School-based mental health professionals working across Snohomish County face layoffs before the 2026-27 school year if the federal government succeeds in terminating grants that fund their positions.
Everett Public Schools is among the 35 districts in the affected service area. Washington Attorney General Nick Brown filed a 15-state lawsuit on Friday, July 10, in U.S. District Court in Seattle to block the U.S. Department of Education from cutting nine school mental health grants statewide.
The grants are worth more than $20 million to Washington schools and universities, according to Brown's office.
The federal government has said terminations could begin Thursday, July 31, if a court rules in its favor by July 30. A hearing is scheduled for Thursday, July 24.
What's at stake locally
Northwest Educational Service District 189, which serves Everett Public Schools and 34 other districts in Snohomish, Island, San Juan, Skagit, and Whatcom counties, holds a five-year, $11.9 million School-Based Mental Health Services grant.
By the end of 2025, NWESD 189 had hired 20 licensed behavioral-health providers to work in member school districts, according to Education Week.
"The programs have been operating under complete uncertainty of how or if they could continue," Natalie Gustafson, NWESD 189's director of behavioral-health and prevention services, told Education Week in March, before the latest termination notices were issued.
Everett Public Schools has not commented on whether its on-site therapists and community partnerships depend on the NWESD 189 grant.
What the grants fund
Congress created the Mental Health Service Professional Demonstration Grant Program and the School-Based Mental Health Services program after the 2022 school shooting in Uvalde, Texas, that killed 19 students and two teachers. Lawmakers allocated $1 billion with the goal of placing 14,000 mental health professionals in high-need schools, particularly in low-income and rural communities.

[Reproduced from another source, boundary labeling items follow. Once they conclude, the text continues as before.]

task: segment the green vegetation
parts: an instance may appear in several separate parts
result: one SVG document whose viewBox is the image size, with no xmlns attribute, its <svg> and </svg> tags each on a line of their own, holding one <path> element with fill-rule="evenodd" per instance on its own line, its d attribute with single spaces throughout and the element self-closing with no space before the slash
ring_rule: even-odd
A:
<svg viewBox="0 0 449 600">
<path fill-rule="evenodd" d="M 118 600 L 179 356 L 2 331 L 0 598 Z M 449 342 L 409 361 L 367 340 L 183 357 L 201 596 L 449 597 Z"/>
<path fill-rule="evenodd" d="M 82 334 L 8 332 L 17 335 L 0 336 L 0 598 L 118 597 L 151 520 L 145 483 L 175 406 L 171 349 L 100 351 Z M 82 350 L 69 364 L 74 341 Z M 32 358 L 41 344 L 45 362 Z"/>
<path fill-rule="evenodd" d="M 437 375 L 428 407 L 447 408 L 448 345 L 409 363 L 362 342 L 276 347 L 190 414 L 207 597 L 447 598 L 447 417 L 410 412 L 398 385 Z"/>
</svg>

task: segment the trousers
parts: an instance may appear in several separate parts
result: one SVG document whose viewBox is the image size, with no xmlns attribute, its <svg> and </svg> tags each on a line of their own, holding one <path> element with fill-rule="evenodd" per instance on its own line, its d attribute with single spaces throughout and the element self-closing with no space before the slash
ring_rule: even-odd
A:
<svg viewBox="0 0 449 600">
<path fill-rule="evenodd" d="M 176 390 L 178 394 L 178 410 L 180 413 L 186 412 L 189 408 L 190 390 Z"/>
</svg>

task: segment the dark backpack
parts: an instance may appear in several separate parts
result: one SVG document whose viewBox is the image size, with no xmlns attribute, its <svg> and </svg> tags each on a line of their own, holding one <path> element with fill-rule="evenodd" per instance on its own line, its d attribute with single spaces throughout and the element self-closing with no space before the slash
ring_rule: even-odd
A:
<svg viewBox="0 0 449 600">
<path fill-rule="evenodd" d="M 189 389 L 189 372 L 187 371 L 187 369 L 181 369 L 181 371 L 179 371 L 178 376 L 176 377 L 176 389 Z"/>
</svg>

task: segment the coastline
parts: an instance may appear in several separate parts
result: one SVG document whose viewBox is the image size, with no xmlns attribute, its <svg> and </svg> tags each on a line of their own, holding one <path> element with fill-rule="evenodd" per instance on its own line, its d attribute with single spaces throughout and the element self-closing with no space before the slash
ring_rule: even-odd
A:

In their first year, the programs served nearly 775,000 students nationwide. The attorney general's filing cites program data showing a 50% reduction in suicide-risk indicators at participating schools, along with lower absenteeism and fewer behavioral problems.
The legal fight
This is the sixth time Washington has gone to court over these grants. The Education Department first notified recipients in April 2025 that funding would be discontinued because the projects conflicted with the administration's priorities.
Brown led a coalition lawsuit in July 2025, and a federal judge ruled in December 2025 that the discontinuations were unlawful, permanently barring the department from carrying them out "through any means."
The department then relabeled "discontinuations" as "terminations." Brown's new lawsuit argues this violates the court's permanent injunction, the Administrative Procedure Act, and the U.S. Constitution.
"This administration already tried to take money from our schools, money that was supposed to support student mental health, and they lost," Brown said Friday. "Now they're trying using a new tactic to try for the same goal."
The complaint warns that terminating the grants could lead to layoffs of mental health professionals, end scholarships for graduate students training in school-based careers, and increase Medicaid costs as students lose services.
What's next
The Thursday, July 24, hearing in Seattle will determine whether the grants survive past July 31. Families with questions can reach Everett Public Schools Student Support Services at 425-385-4134. The case is Washington v. U.S. Department of Education, No. 2:26-cv-02409.